L’11 giugno si sono concluse a Bonn le due settimane di negoziato sul clima, il primo appuntamento importante dopo Copenaghen.

16 giugno 2010 - Da dicembre ad oggi i governi dei Paesi più poveri sono stati oggetto di pressioni incrociate volte ad ottenere il loro via libera sull'Accordo di Copenaghen. Ai governi del Sud è stato chiarito da subito che per poter accedere alle limitate risorse messe sul tavolo dai proponenti dell'Accordo, bisognava accettarne i contenuti. Tuvalu - una nazione insulare polinesiana - è stato tra i primi governi a denunciare come l'Accordo venisse usato come strumento politico dai paesi industrializzati.
A Bonn, hanno infine avuto luogo le prove generali della strategia disegnata dagli Stati Uniti, e sottoscritta poi dall'Unione Europea. Il disegno prevede, in primo luogo, di liberarsi del Protocollo di Kyoto, che gli Stati Uniti non hanno ratificato e non hanno nessuna intenzione di farlo. La strategia passerebbe tramite diversi incontri ristretti da tenersi tra luglio e novembre. Tappa obbligata il G20 di Corea, dove si discuterà anche di materia climatica, in una dinamica di esclusione e decisionismo già rivelatasi incapace di portare a soluzioni reali.
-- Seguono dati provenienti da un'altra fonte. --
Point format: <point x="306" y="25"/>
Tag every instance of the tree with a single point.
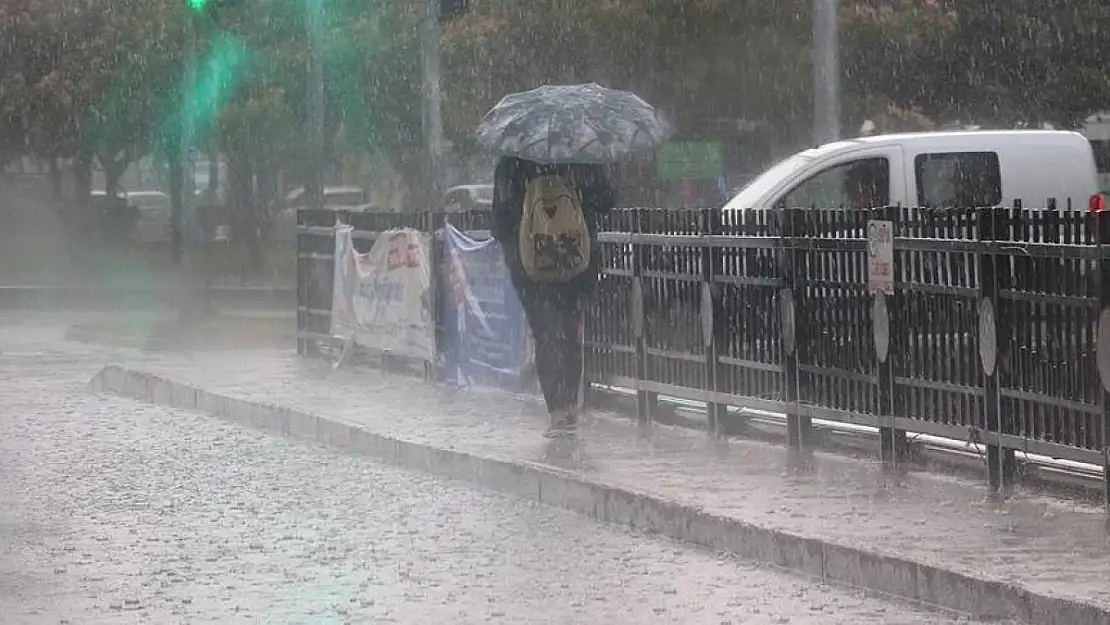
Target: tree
<point x="1025" y="61"/>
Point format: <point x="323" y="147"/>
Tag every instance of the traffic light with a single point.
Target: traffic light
<point x="452" y="9"/>
<point x="210" y="9"/>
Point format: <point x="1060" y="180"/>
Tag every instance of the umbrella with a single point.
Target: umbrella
<point x="572" y="123"/>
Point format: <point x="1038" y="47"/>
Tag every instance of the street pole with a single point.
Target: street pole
<point x="193" y="290"/>
<point x="826" y="72"/>
<point x="314" y="181"/>
<point x="432" y="108"/>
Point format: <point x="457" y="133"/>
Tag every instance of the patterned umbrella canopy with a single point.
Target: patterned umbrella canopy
<point x="572" y="123"/>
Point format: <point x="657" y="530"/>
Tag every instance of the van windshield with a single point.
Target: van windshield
<point x="750" y="195"/>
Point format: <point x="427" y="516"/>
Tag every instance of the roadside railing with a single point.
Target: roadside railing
<point x="989" y="332"/>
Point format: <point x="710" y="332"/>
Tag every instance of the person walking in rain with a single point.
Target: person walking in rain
<point x="546" y="218"/>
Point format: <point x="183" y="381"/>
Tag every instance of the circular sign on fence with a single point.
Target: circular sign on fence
<point x="1103" y="348"/>
<point x="880" y="326"/>
<point x="786" y="301"/>
<point x="988" y="336"/>
<point x="706" y="314"/>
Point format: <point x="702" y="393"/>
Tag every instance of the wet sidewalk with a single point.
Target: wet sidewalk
<point x="1047" y="546"/>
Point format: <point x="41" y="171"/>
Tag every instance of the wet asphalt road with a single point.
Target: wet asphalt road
<point x="115" y="512"/>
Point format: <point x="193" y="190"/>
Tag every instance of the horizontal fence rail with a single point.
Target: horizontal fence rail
<point x="989" y="334"/>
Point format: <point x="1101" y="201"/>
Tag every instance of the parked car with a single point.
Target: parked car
<point x="931" y="169"/>
<point x="468" y="198"/>
<point x="154" y="219"/>
<point x="335" y="198"/>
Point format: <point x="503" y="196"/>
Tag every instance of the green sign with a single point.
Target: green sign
<point x="690" y="160"/>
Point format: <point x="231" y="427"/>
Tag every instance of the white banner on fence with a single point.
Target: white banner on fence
<point x="880" y="256"/>
<point x="382" y="300"/>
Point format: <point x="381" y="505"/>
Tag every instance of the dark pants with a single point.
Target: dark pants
<point x="555" y="312"/>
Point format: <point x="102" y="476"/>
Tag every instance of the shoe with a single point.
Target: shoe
<point x="563" y="424"/>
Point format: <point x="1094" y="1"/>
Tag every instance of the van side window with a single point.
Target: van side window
<point x="856" y="184"/>
<point x="966" y="180"/>
<point x="1101" y="149"/>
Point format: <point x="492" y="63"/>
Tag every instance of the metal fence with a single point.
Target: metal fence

Così senza una seconda fase di implementazione per il Protocollo, non ci sarebbero più obiettivi vincolanti a cui gli Stati Uniti dovrebbero adeguarsi, e questo renderebbe più semplice per il Congresso accettare che il governo USA si comprometta in un'intesa globale sul clima. A queste condizioni si rischia una catastrofe umanitaria e ambientale: milioni di vite umane in pericolo, e di interi continenti e ambienti ricchi di biodiversità che diventerebbero terra arida, senza più vita.

Gli Europei, dopo avere obbedito alle indicazioni USA negli ultimi mesi, girando il Pianeta in cerca adepti per quell'Accordo che alla fine è stato concluso senza di loro, a Bonn hanno alzato la testa facendo presente che loro al contrario di altri hanno mantenuto gli impegni presi, e stanno già sborsando i finanziamenti veloci promessi a dicembre. L'UE ha inoltre dichiarato che tra il 22 e il 30% delle riduzioni interne avverrà attraverso progetti realizzati fuori dall'UE, traendo massimo vantaggio dai meccanismi flessibili previsti dal Protocollo di Kyoto. Famigerati strumenti finanziari che creano permessi di emissione di dubbia valenza e spesso con la realizzazione di progetti devastanti a livello socio-ambientale - ad esempio le grandi dighe in Africa. Si parla quindi di riduzioni reali dell'8%, troppo poco per chi come l'Europa porta sulle proprie spalle l'imbarazzo di quattro secoli di sfruttamento delle risorse dei Paesi del Sud del mondo, e la promozione di un modello economico, di produzione e di commercio a livello globale senza valutarne prima la sostenibilità per i più poveri.

Non saranno la finanza creativa o false soluzioni di mercato a salvare il pianeta dalla catastrofe ambientale e climatica. Serve invece che i governi sviluppati si mettano alla pari degli altri e accettino di negoziare senza ricatti e senza processi paralleli, secondo le regole di un autentico multilateralismo. É tempo che l'UE rispolveri i principi cardine della democrazia, della solidarietà e del multilateralismo, alla base della sua creazione diversi decenni fa, e si metta in gioco per fermare la deriva di questo negoziato, da cui mai come in altri casi dipende la sopravvivenza del pianeta.